The former passenger terminal and administration building at Indianapolis International Airport could be rubble by this time next year.
The Indianapolis Airport Authority has accelerated plans to raze the weed-covered complex, abandoned when the midfield terminal opened in 2008.
Demolition had been budgeted to take place over multiple years. But the authority has accelerated the schedule to one year to improve the odds of attracting a new user.
A “blank slate” approach would “substantially increase the area’s marketability, improving the [authority’s] ability to host a project that can offer widespread economic benefits for the region,” Susan Zellers, the airport’s director of planning and project management, told the airport authority board last week.
The 315-acre site on the eastern end of the airport near Interstate 465 offers direct airfield access.
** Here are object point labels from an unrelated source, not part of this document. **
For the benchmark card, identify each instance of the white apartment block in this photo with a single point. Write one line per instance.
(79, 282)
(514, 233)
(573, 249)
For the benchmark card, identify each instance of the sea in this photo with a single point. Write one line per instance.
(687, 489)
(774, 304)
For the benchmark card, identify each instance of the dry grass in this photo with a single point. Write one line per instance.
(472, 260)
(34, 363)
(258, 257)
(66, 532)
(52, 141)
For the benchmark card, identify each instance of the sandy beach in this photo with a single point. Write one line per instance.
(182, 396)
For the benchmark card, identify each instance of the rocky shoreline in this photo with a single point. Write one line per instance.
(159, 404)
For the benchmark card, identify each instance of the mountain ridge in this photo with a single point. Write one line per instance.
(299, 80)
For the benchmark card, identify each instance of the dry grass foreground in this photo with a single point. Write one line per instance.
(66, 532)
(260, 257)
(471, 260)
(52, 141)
So it’s a natural for an air cargo hub, aircraft repair facility or perhaps even as an aircraft factory.
The old terminal’s 1,800-space parking garage will be preserved for use by a new tenant or tenants.
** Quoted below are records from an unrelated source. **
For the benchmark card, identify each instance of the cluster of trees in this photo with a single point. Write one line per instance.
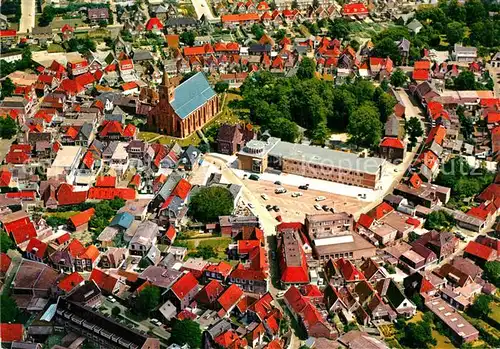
(280, 105)
(209, 203)
(416, 334)
(439, 220)
(25, 63)
(455, 20)
(8, 128)
(104, 211)
(463, 181)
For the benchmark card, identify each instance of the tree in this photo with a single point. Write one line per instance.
(465, 81)
(187, 37)
(10, 311)
(492, 272)
(6, 242)
(8, 128)
(481, 306)
(209, 203)
(414, 130)
(455, 32)
(147, 300)
(399, 78)
(257, 30)
(115, 311)
(307, 68)
(186, 332)
(8, 88)
(439, 220)
(365, 127)
(221, 86)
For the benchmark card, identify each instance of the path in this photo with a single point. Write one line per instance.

The authority has an $11.3 million budget for demolishing the terminal and the six-story administration building. Moving up the timetable means finding ways to defer or extend other capital projects in a previously approved 2013 capital budget.
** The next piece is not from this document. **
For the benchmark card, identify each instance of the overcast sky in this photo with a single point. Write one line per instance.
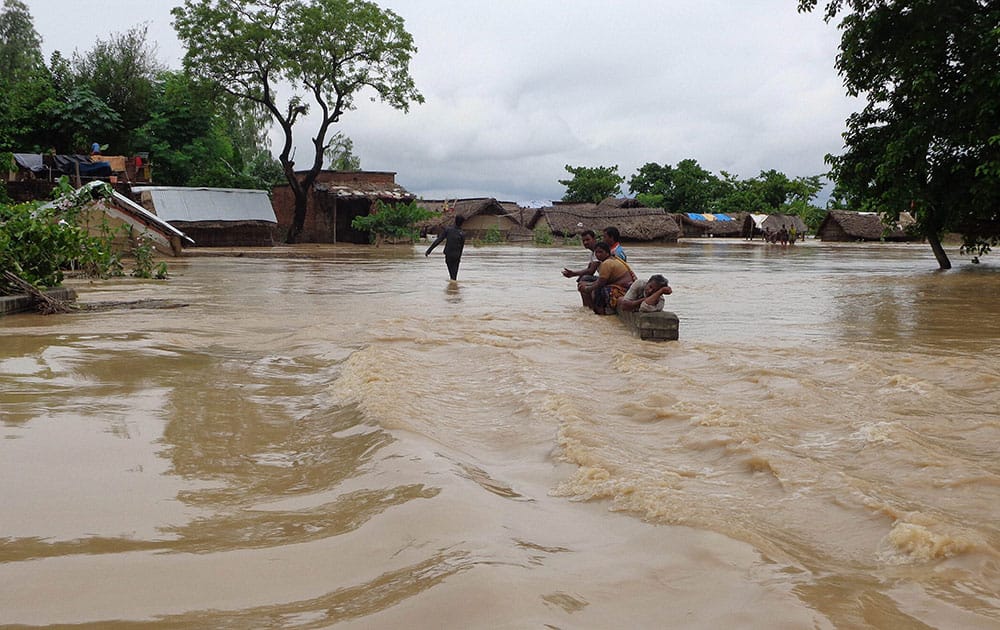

The authority also is looking at whether any federal money might be available to reduce its own cash outlay. An aircraft warning light sits atop the former administration building, so the FAA Airports Improvement Program might be tapped, for example.
Parts of the old terminal date to the 1930s. The authority this month hired architectural/engineering consulting firm DLZ Indiana LLC to investigate what environmental hazards might be present, such as asbestos.
The firm also will determine the best way to demolish the buildings, said airport spokesman Carlo Bertolini.
The next major step will be awarding contracts to demolition firms, sometime early in 2013.
In its real estate marketing plan, the authority has broken up the terminal site and its vast sea of surface parking lots into distinct parcels that could be suitable for multiple tenants. But airport officials haven’t given up hope of landing a single, mega-size tenant.
Currently, the largest single tenant at the airport is FedEx, which operates its No. 2 U.S. cargo hub on the southeast side of the airport. One “fantasy” tenant would be another big cargo carrier such as United Parcel Service, although UPS already operates its primary U.S. air hub in nearby Louisville.
Indianapolis International already has a large aircraft repair facility—the former United Airlines maintenance base—operated by Chicago-based aviation firm AAR Corp.
FedEx and Indianapolis-based Republic Airways Holdings also have large maintenance facilities at the airport.